Over the past year, I have coordinated a Faculty Learning Community on Open Scholarship. In this post, I briefly discuss the progress on the project associated with my participation and some of the lessons that I have learned through organizing and participating in this FLC.
First, my project has morphed significantly over the year. What began as a project to test a particular method for sharing geospatial data openly (see description here) has changed into a particular publication strategy. The essential problem is that I was hoping to solve what I now consider two separate and distinct issues; a means for collaborating openly and a means for publishing openly. Fundamentally, these two components of research should not be separated. That is, even after publication, collaboration should continue to be possible- this would be a model such as Wikipedia, where, at least theoretically, pages continue to get edited and refined to represent the best research. That does not jive well with peer-review, which is essential both for the purposes of ensuring high quality research and for punctuating a research project. Publication should occur at significant points along the process of a collaborative project (even if it is open-ended). The key, of course, is knowing what those significant points are. Ideally, these points would be part of an original research strategy. However, my project, which involves looking at the historical landscape of charcoal production in the 19th century, began organically more from pedagogical considerations than from research. The focus was on coordinating hands-on learning experiences for my students in courses such as Field Archaeology and Historical Ecology. It has become increasingly apparent, however, that I have reached an important milestone (and indeed probably reached this a year ago) and the work needs to be published. But, the key is to publish openly. Here’s my plan. I have completed an article for the journal, Historical Archaeology, as a part of it’s Technical Briefs series that discusses my work using open data and open source software to analyze LiDAR data to identify and map charcoal hearths. A description of the data will be published with the Journal of Open Archaeology Data and the actual data, I hope, will be published with Open Context. All three of these are peer-reviewed. The latter two are fully open access. The first is not, but it seemed to be the best location to publish the work.
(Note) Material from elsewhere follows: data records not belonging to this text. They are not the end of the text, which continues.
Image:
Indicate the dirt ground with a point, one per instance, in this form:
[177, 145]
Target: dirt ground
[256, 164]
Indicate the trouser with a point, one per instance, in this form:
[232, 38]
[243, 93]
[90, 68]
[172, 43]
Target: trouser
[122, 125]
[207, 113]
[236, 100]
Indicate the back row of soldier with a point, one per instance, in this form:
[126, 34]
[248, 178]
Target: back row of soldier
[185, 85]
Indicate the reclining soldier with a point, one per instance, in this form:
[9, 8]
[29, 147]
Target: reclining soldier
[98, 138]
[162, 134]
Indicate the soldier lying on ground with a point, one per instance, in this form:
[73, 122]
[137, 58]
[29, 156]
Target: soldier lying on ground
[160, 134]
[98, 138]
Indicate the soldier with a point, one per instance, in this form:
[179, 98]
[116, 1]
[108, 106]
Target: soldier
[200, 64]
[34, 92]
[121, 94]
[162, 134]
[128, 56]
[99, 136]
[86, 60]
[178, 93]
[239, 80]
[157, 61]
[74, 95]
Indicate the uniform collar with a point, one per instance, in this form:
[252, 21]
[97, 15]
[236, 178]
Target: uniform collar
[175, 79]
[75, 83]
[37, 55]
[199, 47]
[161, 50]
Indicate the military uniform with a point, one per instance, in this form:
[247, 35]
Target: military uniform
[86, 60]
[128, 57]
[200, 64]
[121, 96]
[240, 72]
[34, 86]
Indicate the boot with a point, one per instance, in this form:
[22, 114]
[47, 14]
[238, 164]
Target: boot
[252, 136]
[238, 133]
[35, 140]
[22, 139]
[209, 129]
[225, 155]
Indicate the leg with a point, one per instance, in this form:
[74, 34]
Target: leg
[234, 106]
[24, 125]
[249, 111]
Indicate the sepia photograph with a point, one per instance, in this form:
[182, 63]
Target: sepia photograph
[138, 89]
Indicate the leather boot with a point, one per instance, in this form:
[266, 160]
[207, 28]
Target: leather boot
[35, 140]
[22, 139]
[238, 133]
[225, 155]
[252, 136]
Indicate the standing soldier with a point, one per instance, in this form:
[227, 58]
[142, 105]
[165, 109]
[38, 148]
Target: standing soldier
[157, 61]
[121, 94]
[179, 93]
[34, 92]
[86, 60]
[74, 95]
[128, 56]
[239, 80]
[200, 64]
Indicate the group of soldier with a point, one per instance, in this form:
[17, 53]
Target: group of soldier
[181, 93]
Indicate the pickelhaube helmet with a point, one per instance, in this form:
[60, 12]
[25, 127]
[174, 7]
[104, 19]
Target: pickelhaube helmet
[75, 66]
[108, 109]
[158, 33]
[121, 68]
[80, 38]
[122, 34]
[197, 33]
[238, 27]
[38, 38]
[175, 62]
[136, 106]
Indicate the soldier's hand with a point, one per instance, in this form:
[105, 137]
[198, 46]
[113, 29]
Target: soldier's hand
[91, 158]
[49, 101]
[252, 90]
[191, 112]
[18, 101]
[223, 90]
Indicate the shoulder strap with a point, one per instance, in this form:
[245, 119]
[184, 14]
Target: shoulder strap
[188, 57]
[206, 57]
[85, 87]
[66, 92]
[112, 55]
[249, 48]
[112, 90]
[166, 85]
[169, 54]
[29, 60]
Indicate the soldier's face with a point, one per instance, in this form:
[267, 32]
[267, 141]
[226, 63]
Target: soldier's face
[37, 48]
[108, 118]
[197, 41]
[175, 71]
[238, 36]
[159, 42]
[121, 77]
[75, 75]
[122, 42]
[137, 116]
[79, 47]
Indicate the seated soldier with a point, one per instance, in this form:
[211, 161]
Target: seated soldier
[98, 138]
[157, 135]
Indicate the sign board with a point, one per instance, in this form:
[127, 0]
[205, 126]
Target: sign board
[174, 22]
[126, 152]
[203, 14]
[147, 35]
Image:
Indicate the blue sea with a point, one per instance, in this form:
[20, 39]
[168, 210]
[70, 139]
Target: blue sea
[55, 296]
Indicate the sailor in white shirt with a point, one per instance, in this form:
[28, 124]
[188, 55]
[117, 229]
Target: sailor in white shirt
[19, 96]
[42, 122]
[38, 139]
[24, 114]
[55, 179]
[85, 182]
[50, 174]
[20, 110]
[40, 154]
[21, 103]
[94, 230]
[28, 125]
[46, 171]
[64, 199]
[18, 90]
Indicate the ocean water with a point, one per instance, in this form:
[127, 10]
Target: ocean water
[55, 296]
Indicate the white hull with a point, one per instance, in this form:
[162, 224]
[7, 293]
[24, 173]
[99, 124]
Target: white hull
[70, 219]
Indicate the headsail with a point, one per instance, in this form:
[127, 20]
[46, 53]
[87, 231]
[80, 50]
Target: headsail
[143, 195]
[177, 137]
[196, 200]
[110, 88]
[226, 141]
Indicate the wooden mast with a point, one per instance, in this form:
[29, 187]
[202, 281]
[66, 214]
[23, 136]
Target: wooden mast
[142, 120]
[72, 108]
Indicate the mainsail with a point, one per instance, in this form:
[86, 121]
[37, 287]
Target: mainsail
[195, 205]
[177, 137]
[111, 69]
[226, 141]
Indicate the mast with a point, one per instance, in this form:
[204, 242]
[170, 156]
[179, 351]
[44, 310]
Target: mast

This is the first FLC that I have lead. My biggest lesson may be that I tried to be too broad; open scholarship is a very wide net. This was intentional since I wanted to be sure to include everyone who was interested in “opening” their research (and associated scholarly practices) to a broader audience. Yet, that also meant that when it came down to choosing the readings, I tried to keep them as broad as possible. It is my impression that while each reading was broadly relevant to participants, they didn’t fit anyone particularly well. This broad net also means that everyone’s project was so very different that there was limited overlap. While it appears that participants were interested and excited about each others projects, it also means that there was limited interaction about these problems and I could provide little or no support. On the flip side, I’m not sure that I am personally interested in just one aspect of open scholarship, so I am not sure how I would reduce the scope of the FLC.
Lastly, I tried to keep communication as open as possible, but that meant that there were too many channels of communication and no one central “location” for participants to communicate.
I hope that participants in the FLC will provide additional feedback about the limitations of this FLC.